Many facts were stipulated by the parties. Evidence was introduced, on the basis of which the judge found additional facts. He then reported the case, without decision, on the pleadings, the facts, his rulings, and the evidence. See G.L. (Ter. Ed.) c. 214, § 31.

The plaintiff, prior to the commencement of these suits, by contract with certain retailers had, under G.L. (Ter. Ed.) c. 93, §§ 14A and 14B, as amended, established minimum fair trade prices on certain toilet articles manufactured and distributed by it which bore its trade mark, brand or name. These articles are in "fair and open competition with commodities of the same general classes" produced by others, and the plaintiff has spent large sums of money in advertising and promoting these products, and has established a valuable reputation and good will for them. None of the defendants had entered into any fair trade contracts with the plaintiff.

*223 Each defendant conducts a chain of supermarkets, so called, in which are sold meats, groceries, vegetables, toilet articles, household wares, and other merchandise commonly sold in such markets. All sales are for cash only, except that credit is extended in three small stores in the Stop & Shop chain (which amount to one per cent of its entire sales), and four per cent of Star's sales are on credit.

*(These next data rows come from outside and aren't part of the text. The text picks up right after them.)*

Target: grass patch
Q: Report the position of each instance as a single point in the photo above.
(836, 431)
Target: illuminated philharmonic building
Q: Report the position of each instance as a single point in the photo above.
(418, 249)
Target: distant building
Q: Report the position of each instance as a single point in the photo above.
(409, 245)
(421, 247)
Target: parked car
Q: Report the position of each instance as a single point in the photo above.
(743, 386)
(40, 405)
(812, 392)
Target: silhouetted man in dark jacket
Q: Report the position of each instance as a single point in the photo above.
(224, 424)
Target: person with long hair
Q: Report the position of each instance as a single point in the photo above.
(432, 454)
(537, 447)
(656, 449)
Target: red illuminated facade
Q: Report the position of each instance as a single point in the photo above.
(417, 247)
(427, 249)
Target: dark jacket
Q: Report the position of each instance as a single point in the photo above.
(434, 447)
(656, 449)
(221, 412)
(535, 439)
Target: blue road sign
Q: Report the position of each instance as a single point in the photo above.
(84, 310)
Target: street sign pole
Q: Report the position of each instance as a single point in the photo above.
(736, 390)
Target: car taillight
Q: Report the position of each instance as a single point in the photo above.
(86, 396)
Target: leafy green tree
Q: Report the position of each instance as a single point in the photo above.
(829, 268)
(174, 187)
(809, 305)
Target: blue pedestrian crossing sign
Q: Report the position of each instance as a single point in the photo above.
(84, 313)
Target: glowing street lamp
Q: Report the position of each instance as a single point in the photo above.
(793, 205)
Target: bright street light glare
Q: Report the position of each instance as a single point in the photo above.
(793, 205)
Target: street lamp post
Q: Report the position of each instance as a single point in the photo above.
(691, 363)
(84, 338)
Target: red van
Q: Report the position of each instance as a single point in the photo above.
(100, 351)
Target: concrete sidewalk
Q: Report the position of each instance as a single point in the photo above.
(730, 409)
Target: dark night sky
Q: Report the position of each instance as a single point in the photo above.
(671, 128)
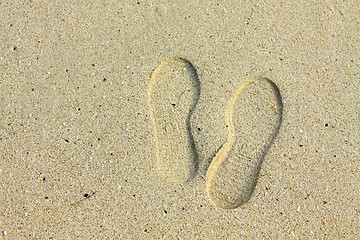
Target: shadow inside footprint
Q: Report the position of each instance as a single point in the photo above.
(254, 116)
(174, 91)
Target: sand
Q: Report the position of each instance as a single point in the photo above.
(77, 146)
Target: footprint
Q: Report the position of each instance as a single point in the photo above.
(253, 118)
(174, 91)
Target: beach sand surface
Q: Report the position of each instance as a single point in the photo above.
(77, 145)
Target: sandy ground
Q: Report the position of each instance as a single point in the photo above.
(76, 141)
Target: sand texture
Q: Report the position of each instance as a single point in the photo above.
(115, 119)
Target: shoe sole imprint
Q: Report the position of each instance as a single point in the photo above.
(253, 117)
(174, 91)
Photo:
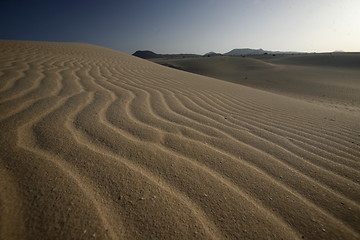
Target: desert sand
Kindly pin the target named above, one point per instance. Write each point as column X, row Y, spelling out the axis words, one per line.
column 98, row 144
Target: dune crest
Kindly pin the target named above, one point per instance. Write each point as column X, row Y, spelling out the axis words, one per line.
column 100, row 144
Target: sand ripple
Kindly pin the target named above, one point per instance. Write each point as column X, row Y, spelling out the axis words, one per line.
column 99, row 144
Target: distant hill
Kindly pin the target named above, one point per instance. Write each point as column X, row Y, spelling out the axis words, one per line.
column 146, row 54
column 249, row 51
column 210, row 54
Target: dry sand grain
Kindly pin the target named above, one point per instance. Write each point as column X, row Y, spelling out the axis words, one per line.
column 99, row 144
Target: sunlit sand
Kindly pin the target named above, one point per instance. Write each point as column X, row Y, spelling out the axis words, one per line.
column 99, row 144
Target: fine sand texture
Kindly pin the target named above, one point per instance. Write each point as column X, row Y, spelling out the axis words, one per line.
column 329, row 79
column 98, row 144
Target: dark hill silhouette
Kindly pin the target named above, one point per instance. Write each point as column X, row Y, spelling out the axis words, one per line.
column 146, row 54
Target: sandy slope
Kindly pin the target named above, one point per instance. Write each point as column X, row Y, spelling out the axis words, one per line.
column 330, row 79
column 99, row 144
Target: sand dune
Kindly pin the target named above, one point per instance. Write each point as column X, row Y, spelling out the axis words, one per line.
column 99, row 144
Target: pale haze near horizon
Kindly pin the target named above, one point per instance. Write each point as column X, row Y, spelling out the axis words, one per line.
column 196, row 26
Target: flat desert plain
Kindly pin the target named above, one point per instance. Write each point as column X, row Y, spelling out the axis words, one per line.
column 98, row 144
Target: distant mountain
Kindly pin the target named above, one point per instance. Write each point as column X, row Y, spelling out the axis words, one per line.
column 249, row 51
column 146, row 54
column 211, row 54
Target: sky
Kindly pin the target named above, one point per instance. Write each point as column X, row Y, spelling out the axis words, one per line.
column 187, row 26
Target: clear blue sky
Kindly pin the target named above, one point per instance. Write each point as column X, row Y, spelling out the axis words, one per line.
column 187, row 26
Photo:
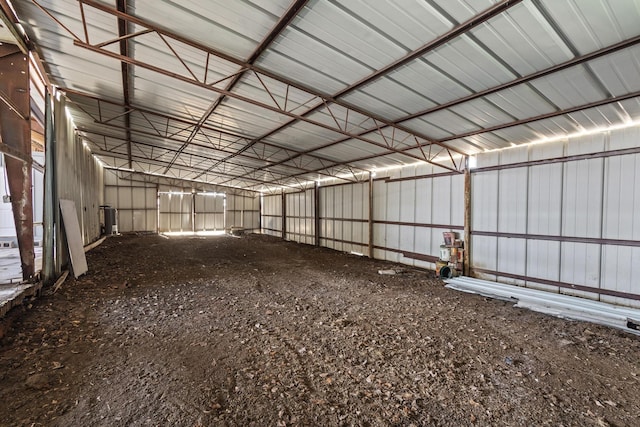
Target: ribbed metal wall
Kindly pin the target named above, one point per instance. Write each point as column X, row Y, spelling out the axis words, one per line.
column 413, row 206
column 300, row 217
column 344, row 217
column 271, row 214
column 243, row 211
column 7, row 225
column 79, row 177
column 570, row 221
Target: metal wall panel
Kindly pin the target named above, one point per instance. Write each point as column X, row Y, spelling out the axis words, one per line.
column 582, row 202
column 271, row 215
column 136, row 202
column 344, row 212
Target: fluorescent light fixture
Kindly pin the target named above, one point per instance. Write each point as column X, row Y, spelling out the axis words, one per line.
column 191, row 233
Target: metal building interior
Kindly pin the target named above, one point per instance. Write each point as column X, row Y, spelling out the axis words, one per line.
column 368, row 127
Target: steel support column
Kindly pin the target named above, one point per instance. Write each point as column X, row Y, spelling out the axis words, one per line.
column 370, row 214
column 316, row 212
column 15, row 128
column 467, row 218
column 284, row 215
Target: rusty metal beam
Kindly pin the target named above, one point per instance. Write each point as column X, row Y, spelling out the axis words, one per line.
column 190, row 122
column 525, row 79
column 522, row 80
column 545, row 116
column 208, row 50
column 453, row 33
column 123, row 34
column 434, row 44
column 15, row 130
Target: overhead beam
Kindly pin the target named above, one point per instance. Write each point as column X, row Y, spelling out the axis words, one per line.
column 522, row 80
column 528, row 78
column 123, row 33
column 324, row 99
column 15, row 131
column 189, row 122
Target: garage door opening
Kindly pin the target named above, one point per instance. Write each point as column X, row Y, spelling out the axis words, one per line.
column 191, row 213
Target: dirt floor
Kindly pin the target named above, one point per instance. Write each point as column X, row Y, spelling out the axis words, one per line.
column 254, row 331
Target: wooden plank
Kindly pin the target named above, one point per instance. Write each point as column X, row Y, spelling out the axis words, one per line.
column 74, row 239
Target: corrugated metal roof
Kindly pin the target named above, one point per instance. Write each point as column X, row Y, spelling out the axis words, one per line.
column 253, row 92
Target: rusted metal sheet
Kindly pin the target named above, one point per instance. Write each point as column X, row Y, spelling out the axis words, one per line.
column 15, row 128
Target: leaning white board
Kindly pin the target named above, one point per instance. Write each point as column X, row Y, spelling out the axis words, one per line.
column 74, row 238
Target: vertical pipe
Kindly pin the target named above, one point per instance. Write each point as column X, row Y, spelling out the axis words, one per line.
column 48, row 241
column 284, row 215
column 370, row 214
column 467, row 218
column 193, row 212
column 316, row 214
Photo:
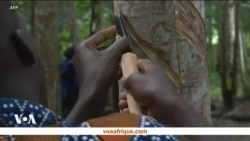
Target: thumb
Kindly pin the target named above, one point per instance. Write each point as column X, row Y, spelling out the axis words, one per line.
column 133, row 85
column 118, row 47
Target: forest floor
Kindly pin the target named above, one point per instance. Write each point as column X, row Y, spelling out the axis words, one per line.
column 239, row 117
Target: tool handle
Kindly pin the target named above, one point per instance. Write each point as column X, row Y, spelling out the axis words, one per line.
column 128, row 64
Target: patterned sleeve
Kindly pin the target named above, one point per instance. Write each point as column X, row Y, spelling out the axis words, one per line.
column 23, row 113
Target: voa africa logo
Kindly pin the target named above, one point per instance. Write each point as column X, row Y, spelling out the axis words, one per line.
column 21, row 119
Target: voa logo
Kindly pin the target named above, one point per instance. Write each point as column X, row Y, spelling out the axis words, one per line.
column 20, row 118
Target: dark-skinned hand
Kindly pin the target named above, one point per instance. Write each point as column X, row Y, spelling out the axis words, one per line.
column 96, row 71
column 151, row 87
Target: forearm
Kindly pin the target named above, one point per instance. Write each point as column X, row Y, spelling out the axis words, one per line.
column 90, row 104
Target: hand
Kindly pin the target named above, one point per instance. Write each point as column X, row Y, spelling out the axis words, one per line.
column 152, row 88
column 96, row 71
column 96, row 68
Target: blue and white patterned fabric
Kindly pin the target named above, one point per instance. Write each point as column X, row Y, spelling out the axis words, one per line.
column 22, row 113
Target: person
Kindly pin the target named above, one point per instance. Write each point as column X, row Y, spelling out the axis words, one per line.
column 22, row 73
column 69, row 82
column 96, row 70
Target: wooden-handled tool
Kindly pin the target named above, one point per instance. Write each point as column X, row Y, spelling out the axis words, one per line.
column 128, row 65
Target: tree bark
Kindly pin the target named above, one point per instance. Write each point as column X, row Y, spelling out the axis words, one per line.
column 45, row 32
column 172, row 33
column 71, row 14
column 228, row 56
column 97, row 17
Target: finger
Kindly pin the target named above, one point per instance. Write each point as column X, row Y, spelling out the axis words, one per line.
column 123, row 96
column 126, row 110
column 118, row 48
column 143, row 64
column 132, row 82
column 101, row 36
column 123, row 104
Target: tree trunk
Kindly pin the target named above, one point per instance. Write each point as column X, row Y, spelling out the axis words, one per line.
column 228, row 59
column 45, row 32
column 71, row 14
column 97, row 17
column 172, row 33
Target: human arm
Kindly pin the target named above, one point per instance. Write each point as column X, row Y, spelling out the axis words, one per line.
column 152, row 88
column 96, row 71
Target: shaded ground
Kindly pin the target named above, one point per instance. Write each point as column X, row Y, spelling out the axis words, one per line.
column 239, row 117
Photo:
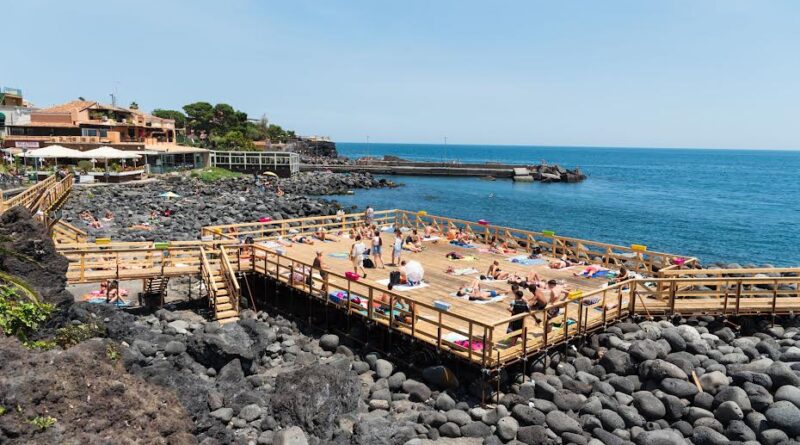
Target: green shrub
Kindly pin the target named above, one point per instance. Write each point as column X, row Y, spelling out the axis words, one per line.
column 20, row 315
column 112, row 352
column 85, row 166
column 43, row 422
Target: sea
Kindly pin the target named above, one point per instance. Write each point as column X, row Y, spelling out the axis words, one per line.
column 721, row 206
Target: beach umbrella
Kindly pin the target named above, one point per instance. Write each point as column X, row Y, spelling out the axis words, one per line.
column 414, row 271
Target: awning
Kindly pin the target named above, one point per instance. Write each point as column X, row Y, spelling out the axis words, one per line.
column 106, row 152
column 53, row 151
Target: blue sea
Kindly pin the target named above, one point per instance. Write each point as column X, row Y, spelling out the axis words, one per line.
column 722, row 206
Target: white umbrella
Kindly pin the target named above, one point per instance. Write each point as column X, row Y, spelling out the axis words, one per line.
column 414, row 271
column 51, row 152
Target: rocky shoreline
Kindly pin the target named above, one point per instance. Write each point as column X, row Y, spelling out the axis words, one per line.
column 267, row 379
column 226, row 201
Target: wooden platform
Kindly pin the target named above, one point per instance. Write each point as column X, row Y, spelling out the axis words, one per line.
column 666, row 284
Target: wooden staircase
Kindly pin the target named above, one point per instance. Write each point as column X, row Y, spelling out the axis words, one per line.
column 222, row 285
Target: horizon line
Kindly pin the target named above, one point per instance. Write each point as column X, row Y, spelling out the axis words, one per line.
column 571, row 146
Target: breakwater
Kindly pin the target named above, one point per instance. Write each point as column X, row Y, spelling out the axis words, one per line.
column 517, row 172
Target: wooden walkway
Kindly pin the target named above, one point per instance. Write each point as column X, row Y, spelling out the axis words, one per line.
column 666, row 284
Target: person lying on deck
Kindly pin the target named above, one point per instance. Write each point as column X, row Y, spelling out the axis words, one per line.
column 430, row 231
column 323, row 235
column 622, row 275
column 590, row 271
column 495, row 272
column 302, row 239
column 563, row 263
column 474, row 292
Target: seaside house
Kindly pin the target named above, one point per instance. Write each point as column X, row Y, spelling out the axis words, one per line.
column 14, row 109
column 85, row 125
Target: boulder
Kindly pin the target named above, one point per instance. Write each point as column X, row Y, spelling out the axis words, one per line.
column 314, row 397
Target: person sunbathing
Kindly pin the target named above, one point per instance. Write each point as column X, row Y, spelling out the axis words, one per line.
column 323, row 235
column 302, row 239
column 474, row 292
column 409, row 244
column 495, row 272
column 563, row 263
column 430, row 231
column 591, row 270
column 452, row 234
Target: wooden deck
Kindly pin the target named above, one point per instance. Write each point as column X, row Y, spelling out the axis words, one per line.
column 667, row 284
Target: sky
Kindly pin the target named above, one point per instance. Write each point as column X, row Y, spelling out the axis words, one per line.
column 654, row 73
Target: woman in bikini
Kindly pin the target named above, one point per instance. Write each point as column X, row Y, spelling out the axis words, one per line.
column 495, row 272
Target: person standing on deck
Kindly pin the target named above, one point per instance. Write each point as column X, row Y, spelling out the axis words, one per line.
column 357, row 256
column 369, row 215
column 397, row 247
column 377, row 244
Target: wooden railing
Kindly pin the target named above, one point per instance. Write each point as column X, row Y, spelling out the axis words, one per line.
column 260, row 231
column 229, row 276
column 106, row 263
column 637, row 257
column 28, row 197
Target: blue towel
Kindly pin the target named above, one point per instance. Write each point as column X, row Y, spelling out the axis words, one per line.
column 463, row 245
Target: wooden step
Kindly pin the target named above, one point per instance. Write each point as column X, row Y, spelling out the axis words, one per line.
column 222, row 307
column 226, row 314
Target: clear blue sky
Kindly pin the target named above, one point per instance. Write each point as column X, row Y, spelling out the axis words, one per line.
column 670, row 73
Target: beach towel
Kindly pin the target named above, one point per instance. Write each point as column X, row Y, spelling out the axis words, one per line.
column 525, row 261
column 499, row 297
column 466, row 258
column 601, row 274
column 453, row 337
column 462, row 245
column 402, row 287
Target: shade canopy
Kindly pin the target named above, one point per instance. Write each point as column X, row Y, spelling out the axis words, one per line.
column 52, row 151
column 106, row 152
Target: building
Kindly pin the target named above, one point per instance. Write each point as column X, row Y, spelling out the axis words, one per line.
column 85, row 125
column 14, row 110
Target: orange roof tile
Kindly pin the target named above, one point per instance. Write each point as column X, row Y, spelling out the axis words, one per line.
column 69, row 106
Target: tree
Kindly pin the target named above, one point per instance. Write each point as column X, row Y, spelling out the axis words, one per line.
column 177, row 116
column 199, row 116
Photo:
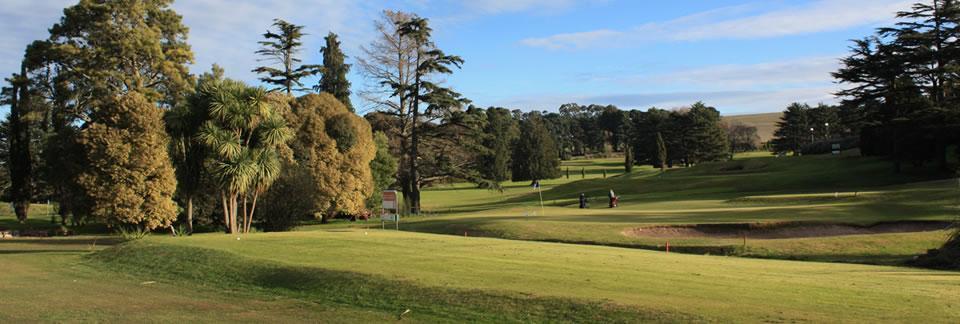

The defendants sell the plaintiff's fair traded products as part of their retail business, but sales of fair traded items are only a small part of their business (about two per cent) and sales of the plaintiff's fair traded products are an even smaller part (about two tenths of one per cent) of their business. At all times here relevant the defendants have had knowledge that fair trade contracts have been in effect on many of the plaintiff's products, and have been informed by the plaintiff of the fair trade prices established by such contracts.

In order to attract customers to their stores, the defendants have adopted plans whereby customers, after making a minimum amount of purchases, receive additional merchandise, the value of which depends on the value of the purchases made.

Elm Farm started using the S & H green stamp plan in 1954 and Stop & Shop started using the Top Value stamp plan in 1955. Briefly these plans operate in this way. On making a purchase in an Elm Farm or Stop & Shop store the customer is given one S & H green stamp or one Top Value stamp, as the case may be, for each full ten cents worth of merchandise purchased. Thus a customer making a purchase of $1.19 receives eleven stamps. The customer is given a book in which to paste the stamps, and when at least one book has been filled he may redeem the stamps for merchandise either at a redemption center maintained by the stamp company or by mail at one of its warehouses. It takes purchases of $120 to fill an S & H stamp book and purchases of $150 to fill a Top Value book. Under both plans the value of the merchandise redeemed is about two and one half per cent of the purchases made.

*224 The S & H and Top Value plans are operated respectively by the Sperry & Hutchinson Company and Top Value Enterprises, Inc., in many parts of the country. The retail store using the plan does so under a license issued by the stamp company. The stamp company sells the stamps to the retailer, supplies the stamp books, merchandise and catalogs, and operates the redemption centers and warehouses. They also license other stores in the community so that the customer can participate in the plan at a number of stores.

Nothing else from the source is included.